Hiding Actions and Players
Environments hide actions and players from other environments to create the illusion of a standalone server. This allows multiple games to run on a single server, with the player thinking they are on an isolated server. The environment server plugin hides packets sent by players from other environments automatically. This makes game development simple with Meteor.
Creating New Environments
Environments are created based on world templates using Advanced Slime Paper’s clone()
method. Templates are stored with each server and updated in the CI/CD pipeline. This allows for fast cloning with environment worlds loading within 70ms
and being active within 200ms
across the network.
Crash Recovery
Meteor can fully recover from a server crash within 2s to 3s
. In the event of a crash, players are automatically routed to a limbo server. Then, the Meteor Proxy uses a heartbeat message with Redis Pub/Sub to detect if an outage occurs, and it will automatically recreate the crashed environments on different servers. Players will only experience a loading screen for a few moments and then will be moved to the new environment in the exact location they were in last.
Load Balancer & Scaling
The most important aspect of scaling with Meteor is the load-balancer. Meteor uses a weight-based approach to distributing environments across a network. The proxy manages where players travel on the network by using Redis Pub/Sub to talk to environment servers. After determining the best server, the proxy sends a message to the identified server and asks it to create a new environment. After the environment is created, the proxy is notified and routes the player to the correct location on the network.
Weighted Distribution
Meteor uses a weight-based strategy to find the best server. Weight is determined based on total server player count, performance, and uptime. All attributes are calculated into a single number, and the server with the smallest number is chosen for the next deployment.
Network Architecture
Meteor networks are designed to leverage the power of environments. Instead of creating individual servers for each game, networks using Meteor consist of multiple environment servers and meteor proxies. This allows administrators to save money by consolidating the number of servers needed.
Fixed number of servers for every game.
Dynamic number of servers shared between each game.
Limbo Server
The limbo server acts as a fallback for all players without a destination. After a player joins the limbo server, its goal is to get the user routed out as quickly as possible. Players stay in the limbo server until their destination is available. The most common reasons a player goes to a limbo server are when an environment doesn’t exist when the user joins or when a server crashes.
Meteor Proxy Plugin
The Meteor proxy plugin serves as the orchestrator of a network.
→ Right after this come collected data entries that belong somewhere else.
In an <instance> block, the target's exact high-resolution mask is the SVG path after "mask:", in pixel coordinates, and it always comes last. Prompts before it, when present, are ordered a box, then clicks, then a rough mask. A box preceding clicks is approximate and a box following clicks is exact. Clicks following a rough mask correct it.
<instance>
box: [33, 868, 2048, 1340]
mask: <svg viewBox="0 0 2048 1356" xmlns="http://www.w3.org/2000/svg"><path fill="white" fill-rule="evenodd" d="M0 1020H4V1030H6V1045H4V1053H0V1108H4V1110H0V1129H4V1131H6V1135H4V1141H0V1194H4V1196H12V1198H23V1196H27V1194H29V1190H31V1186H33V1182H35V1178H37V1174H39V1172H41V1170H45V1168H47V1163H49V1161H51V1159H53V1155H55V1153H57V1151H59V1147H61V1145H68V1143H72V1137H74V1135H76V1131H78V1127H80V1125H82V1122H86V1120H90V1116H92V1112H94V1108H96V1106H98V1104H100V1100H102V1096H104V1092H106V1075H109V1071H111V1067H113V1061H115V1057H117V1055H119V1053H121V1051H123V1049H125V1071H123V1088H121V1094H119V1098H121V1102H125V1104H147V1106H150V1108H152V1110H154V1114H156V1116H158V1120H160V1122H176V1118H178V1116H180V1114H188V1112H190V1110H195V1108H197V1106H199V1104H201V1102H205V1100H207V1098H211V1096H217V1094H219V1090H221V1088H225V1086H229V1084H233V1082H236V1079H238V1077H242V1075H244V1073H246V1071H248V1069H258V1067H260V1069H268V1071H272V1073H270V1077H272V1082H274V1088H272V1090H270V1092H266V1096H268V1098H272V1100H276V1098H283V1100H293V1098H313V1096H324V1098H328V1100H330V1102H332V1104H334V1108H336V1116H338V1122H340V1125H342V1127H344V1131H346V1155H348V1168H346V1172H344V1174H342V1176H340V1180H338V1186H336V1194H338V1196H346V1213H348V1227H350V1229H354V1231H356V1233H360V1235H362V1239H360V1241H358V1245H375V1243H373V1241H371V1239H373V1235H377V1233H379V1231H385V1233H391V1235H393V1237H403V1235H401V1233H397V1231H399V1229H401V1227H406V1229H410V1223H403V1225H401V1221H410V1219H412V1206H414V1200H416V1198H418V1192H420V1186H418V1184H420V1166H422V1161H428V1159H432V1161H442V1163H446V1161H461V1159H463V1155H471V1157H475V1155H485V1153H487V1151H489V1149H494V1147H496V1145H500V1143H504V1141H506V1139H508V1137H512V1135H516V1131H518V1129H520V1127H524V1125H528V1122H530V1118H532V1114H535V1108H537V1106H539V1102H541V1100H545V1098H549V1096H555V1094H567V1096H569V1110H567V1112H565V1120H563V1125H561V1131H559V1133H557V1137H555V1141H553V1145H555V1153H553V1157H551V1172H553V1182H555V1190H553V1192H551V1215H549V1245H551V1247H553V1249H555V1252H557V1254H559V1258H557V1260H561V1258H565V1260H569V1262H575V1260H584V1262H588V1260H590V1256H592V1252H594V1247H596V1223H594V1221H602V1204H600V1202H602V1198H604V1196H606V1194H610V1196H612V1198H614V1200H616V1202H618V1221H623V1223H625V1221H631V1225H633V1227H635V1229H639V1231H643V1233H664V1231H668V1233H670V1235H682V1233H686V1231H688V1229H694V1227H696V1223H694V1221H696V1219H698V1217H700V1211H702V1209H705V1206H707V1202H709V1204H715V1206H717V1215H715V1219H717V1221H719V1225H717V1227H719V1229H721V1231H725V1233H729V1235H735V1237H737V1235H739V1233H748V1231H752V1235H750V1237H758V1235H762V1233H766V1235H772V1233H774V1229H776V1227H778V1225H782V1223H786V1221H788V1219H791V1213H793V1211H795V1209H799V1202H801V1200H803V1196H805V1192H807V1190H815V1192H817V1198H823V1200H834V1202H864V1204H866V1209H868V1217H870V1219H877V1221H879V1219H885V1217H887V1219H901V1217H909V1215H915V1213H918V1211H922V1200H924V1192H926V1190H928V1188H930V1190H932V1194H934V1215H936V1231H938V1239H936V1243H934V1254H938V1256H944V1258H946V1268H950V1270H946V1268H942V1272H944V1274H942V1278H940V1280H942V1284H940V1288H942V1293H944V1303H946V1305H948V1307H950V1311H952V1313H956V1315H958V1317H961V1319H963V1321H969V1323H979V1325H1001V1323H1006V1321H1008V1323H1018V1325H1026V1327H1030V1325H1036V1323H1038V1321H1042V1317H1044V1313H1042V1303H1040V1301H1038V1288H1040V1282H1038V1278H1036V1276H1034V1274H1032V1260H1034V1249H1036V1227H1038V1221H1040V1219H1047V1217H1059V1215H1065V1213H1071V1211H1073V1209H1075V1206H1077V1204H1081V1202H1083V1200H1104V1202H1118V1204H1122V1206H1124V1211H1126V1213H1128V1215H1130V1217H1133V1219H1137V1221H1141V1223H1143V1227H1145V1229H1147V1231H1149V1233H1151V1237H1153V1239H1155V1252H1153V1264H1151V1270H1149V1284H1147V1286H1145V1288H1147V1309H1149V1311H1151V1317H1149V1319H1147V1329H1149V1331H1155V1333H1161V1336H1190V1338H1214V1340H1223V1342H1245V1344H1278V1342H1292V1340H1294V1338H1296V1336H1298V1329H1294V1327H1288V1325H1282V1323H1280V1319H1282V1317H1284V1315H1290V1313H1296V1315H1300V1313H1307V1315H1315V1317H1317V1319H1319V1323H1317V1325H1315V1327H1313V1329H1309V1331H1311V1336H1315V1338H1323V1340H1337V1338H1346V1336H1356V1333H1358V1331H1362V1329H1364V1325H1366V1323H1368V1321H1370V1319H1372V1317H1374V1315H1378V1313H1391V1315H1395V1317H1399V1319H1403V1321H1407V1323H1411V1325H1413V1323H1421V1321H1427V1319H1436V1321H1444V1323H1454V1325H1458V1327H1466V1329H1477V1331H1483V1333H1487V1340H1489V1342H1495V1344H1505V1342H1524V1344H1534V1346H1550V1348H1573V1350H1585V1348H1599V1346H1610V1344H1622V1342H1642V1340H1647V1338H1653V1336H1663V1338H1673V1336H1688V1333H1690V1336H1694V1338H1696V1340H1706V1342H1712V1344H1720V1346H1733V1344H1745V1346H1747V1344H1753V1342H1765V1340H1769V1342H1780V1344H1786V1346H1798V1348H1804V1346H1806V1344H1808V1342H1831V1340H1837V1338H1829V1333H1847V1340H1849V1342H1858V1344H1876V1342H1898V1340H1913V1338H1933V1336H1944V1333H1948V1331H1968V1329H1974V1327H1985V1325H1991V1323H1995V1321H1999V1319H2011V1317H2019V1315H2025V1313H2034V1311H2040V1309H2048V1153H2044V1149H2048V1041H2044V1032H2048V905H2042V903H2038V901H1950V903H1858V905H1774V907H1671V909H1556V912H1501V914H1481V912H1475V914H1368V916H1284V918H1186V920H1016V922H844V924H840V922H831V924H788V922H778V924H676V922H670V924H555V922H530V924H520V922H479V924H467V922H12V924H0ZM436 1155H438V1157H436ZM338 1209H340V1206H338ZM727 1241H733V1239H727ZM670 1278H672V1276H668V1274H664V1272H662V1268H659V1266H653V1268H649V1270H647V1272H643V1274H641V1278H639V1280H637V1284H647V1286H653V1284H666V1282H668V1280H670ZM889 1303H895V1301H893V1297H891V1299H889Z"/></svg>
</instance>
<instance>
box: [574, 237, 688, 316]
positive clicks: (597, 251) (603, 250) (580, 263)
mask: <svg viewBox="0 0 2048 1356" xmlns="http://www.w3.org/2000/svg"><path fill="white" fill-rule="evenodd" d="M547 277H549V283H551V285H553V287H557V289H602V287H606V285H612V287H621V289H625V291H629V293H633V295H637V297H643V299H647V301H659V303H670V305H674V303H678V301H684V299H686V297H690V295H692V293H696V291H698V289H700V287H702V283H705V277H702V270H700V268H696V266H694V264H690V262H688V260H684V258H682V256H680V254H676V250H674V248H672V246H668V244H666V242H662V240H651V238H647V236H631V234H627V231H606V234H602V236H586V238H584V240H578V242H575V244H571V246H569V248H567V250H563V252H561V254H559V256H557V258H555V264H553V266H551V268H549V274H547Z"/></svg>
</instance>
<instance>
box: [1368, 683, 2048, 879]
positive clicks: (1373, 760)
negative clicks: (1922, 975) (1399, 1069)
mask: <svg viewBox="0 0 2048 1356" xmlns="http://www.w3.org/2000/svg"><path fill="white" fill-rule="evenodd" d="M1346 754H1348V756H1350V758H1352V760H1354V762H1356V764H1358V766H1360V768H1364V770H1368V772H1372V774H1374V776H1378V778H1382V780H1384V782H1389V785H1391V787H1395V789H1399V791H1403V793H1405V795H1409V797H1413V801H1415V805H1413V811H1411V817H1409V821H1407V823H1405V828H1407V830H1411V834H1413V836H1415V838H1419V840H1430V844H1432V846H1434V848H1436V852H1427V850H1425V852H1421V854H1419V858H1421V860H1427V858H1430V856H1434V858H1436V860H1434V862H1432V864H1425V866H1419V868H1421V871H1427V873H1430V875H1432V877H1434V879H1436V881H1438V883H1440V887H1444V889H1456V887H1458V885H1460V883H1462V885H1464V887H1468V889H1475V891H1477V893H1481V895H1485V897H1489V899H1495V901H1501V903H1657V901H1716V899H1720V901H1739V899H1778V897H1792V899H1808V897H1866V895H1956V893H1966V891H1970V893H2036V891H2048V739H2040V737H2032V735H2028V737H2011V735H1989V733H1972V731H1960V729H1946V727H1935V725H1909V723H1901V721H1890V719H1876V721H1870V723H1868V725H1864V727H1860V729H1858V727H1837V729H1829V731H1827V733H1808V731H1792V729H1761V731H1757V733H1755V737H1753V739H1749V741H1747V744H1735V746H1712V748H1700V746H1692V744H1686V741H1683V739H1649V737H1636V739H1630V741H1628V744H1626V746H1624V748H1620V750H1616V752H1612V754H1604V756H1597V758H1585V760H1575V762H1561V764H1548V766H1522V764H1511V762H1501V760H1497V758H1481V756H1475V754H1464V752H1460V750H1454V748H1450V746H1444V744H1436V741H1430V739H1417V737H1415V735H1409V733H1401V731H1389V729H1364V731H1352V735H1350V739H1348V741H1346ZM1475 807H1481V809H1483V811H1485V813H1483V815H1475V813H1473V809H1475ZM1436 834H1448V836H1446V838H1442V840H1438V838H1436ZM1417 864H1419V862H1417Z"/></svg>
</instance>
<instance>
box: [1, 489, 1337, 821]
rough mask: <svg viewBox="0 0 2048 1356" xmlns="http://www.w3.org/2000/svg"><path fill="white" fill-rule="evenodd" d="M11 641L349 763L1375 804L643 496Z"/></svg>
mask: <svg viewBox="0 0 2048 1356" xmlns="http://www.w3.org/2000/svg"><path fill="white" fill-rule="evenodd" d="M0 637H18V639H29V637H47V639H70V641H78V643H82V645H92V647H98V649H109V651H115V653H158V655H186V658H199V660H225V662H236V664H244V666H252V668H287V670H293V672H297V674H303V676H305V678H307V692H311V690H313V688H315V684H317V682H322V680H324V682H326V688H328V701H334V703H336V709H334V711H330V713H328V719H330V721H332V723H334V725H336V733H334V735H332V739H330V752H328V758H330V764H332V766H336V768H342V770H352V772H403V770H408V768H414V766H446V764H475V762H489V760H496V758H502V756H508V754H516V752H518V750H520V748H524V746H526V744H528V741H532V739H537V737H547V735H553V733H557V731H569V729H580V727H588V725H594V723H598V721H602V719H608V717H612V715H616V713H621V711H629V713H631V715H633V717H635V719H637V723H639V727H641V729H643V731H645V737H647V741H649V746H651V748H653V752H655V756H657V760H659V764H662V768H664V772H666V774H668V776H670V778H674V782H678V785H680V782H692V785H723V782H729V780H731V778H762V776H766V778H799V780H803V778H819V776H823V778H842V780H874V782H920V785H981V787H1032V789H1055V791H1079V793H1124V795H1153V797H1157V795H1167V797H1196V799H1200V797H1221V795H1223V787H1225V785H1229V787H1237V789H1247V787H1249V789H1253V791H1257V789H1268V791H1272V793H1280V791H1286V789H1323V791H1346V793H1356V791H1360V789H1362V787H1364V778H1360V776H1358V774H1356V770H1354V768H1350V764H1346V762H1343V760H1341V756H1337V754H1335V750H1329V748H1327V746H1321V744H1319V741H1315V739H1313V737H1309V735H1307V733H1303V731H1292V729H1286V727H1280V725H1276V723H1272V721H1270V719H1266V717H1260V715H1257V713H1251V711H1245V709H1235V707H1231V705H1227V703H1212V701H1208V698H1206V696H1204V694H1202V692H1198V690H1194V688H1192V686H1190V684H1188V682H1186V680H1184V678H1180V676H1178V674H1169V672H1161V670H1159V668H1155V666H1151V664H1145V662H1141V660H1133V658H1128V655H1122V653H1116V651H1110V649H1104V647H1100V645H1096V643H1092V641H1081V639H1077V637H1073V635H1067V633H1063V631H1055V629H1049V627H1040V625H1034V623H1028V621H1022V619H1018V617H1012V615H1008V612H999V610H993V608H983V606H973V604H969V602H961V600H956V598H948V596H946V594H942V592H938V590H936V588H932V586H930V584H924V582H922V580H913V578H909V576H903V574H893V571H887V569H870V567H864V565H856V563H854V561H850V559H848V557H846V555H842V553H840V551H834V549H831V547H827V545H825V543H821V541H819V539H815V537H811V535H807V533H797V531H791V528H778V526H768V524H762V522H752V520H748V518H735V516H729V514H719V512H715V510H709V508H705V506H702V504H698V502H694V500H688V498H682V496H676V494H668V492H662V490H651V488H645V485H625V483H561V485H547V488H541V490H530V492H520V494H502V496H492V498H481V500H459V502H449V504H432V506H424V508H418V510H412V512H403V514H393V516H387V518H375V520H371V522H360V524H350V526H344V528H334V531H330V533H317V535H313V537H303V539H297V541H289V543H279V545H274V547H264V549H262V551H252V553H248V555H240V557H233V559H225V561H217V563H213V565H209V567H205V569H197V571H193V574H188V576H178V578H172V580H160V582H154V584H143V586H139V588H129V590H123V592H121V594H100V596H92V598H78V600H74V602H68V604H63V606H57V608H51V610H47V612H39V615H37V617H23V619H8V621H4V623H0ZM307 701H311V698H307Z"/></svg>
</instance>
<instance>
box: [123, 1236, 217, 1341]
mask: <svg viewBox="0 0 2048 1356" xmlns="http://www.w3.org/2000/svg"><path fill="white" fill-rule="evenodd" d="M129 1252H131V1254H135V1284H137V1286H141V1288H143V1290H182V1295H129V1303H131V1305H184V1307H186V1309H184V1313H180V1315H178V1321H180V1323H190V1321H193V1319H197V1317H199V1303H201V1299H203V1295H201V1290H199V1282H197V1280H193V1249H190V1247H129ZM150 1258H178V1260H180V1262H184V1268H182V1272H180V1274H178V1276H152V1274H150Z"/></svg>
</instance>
The proxy plugin is responsible for routing users, requesting the creation and deletion of environments, and detecting and recovering from crashes.
Environment Server Plugin
The environment plugin is responsible for creating, deleting, and managing environments on the server it runs on. The environment plugin also hides player actions and reports metrics to the proxy.
Pterodactyl CI/CD
Meteor uses GitSync, a tool I developed for Pterodactyl Panel that syncs game server deployments to a GitHub repository. Although not limited to Pterodactyl with GitSync, it allows for the deployment of development networks, the ability to sync all servers to the same version, and rolling updates with no downtime.